How about your most guilty pleasure?
I’m going to
sound like a pretentious dickface for saying this but
my work is kind of a guilty pleasure for me now that I’ve fallen into the Bizarro crowd and know I’m accepted for who I am. Some of
the things I write now, I can’t help but sit and cackle maniacally.
Name the most
disturbing nursery rhyme/fairy tale you can recall.
I’d say a lot
of the stuff about faeries. I got read and had access to Irish and Scottish
faerie stories and they involve irrationally ghastly creatures and terrible
things happening to little kids. I was horrified of trolls and faeries when I
was little. I don’t think anybody else on Earth was frightened by Troll.
Do you eat meat?
Every five minutes.
I can’t stop.
What were the skies
like when you were young?
Vast and perplexing.
Name your favorite
garden tool.
The trowel. I don’t really like gardening, though. It’s
grueling and I’m allergic to grass clippings.
Name your least
favorite color, first job and worst job.
Yellow, dog
walking and…hmm, this is a toss up. It could be the time I spent cashiering in
a Central PA grocery store or it could be the freelance editorial job I had
working on a piece of “Urban Fiction”. I had to type a xeroxed
manuscript and make something out of a book that didn’t have dialogue
attribution or paragraph breaks. It had a protagonist named Jubaby.
Favorite:
Author, Movie, Music Group, Song, and Quote.

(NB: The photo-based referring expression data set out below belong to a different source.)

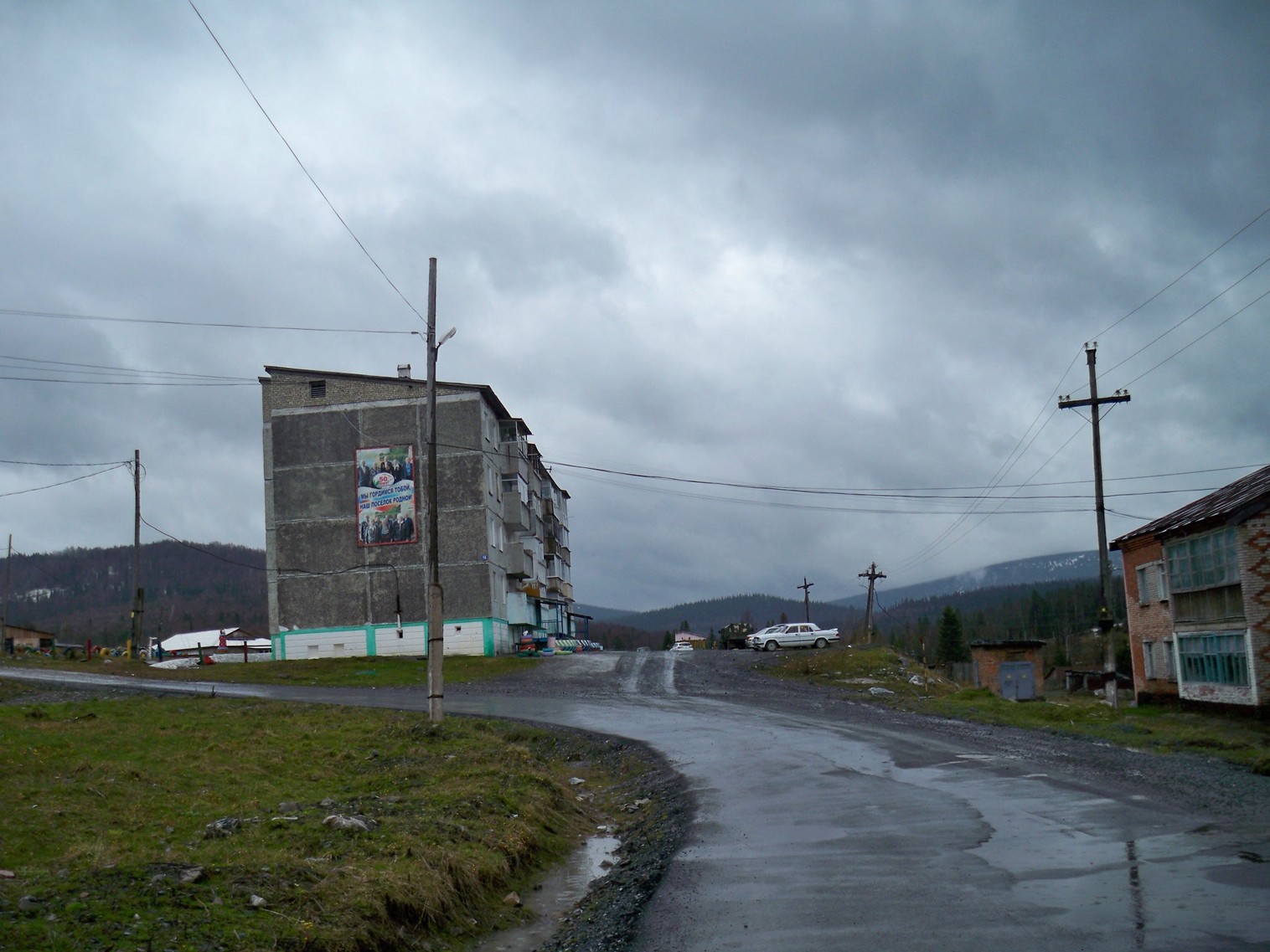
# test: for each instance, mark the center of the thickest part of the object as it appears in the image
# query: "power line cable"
(29, 462)
(1156, 367)
(1002, 471)
(1166, 287)
(21, 312)
(1193, 314)
(312, 179)
(64, 482)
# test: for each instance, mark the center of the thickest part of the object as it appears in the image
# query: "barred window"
(1215, 658)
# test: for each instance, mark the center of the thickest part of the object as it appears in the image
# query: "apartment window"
(1203, 561)
(1204, 578)
(1157, 661)
(1215, 658)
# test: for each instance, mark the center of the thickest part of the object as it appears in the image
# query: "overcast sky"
(829, 245)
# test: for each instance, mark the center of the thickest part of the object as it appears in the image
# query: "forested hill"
(85, 593)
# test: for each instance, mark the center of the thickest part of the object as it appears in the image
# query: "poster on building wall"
(385, 497)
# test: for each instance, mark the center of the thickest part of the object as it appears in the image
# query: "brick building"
(1198, 592)
(1009, 669)
(346, 540)
(1151, 620)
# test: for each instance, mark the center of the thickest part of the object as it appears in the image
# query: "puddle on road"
(561, 890)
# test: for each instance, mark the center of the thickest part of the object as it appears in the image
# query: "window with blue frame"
(1215, 658)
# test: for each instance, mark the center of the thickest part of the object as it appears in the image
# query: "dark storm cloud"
(841, 245)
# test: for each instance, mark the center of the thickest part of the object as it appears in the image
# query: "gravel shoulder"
(607, 919)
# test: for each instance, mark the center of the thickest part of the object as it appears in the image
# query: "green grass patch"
(860, 669)
(108, 805)
(322, 672)
(1164, 728)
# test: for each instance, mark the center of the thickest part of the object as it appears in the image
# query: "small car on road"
(797, 635)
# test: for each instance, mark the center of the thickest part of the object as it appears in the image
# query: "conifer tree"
(952, 645)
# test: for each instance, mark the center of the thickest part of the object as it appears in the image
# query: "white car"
(797, 635)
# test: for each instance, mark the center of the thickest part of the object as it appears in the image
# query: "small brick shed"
(1009, 669)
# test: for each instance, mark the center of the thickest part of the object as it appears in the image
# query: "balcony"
(555, 548)
(516, 513)
(512, 461)
(519, 563)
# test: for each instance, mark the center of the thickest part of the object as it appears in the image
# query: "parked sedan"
(798, 635)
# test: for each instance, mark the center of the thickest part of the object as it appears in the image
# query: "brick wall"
(989, 658)
(1149, 622)
(1255, 577)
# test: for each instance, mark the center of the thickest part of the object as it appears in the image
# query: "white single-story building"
(211, 642)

Dante, The Abominable Doctor Phibes,
The Ramones, “Simple Twist of Fate” by Bob Dylan, “history is a nightmare from
which I am waiting to awake”- Stephen Daedalus in Ulysses
If you were a loaf of
bread what kind would you be?
I aspire
toward the goodness and riboflavin content of banana bread but I can’t in good
conscience say I have reached that state of transcendence. I’ll say garlic.
Weirdest news you have
read in your local newspaper:
Back in
Wenham, old people would make ridiculous calls to the police that would end up
in the police log. One of these involved a werewolf. On the same day, someone
called about their missing husky. Our police weren’t as Scooby Doo savvy as
they should have been.
If you have a message
to the people of Earth, tell us what it is:
You can do
the right thing. You know how.
And finally, a
question you can take anyway you like: But Why?
For the bunnies.
Here’s
a photo titled, “INEDIBLE NOT INTENDED FOR HUMAN
You have 112 words.
Go.
Quake with fear.
The highway lizards are dyin’. The concrete devils that
hide in the street have been kept at bay by those truck eating behemoths for a
long time now, but no more. The trucks are poison, man! Don’t you get it? Don’tcha? They’re gonna come for
us now! Head for the hills and gather your guns, else pray like you never
prayed before that them lizards learn to read. Or
better yet, maybe you can help ‘em out. Be a part of
the solution. Teach a lizard to read. They like the Berenstain
Bears and Highlights for Children.
Girl lizards are like totally hot for Goofus from “Goofus and Gallant”.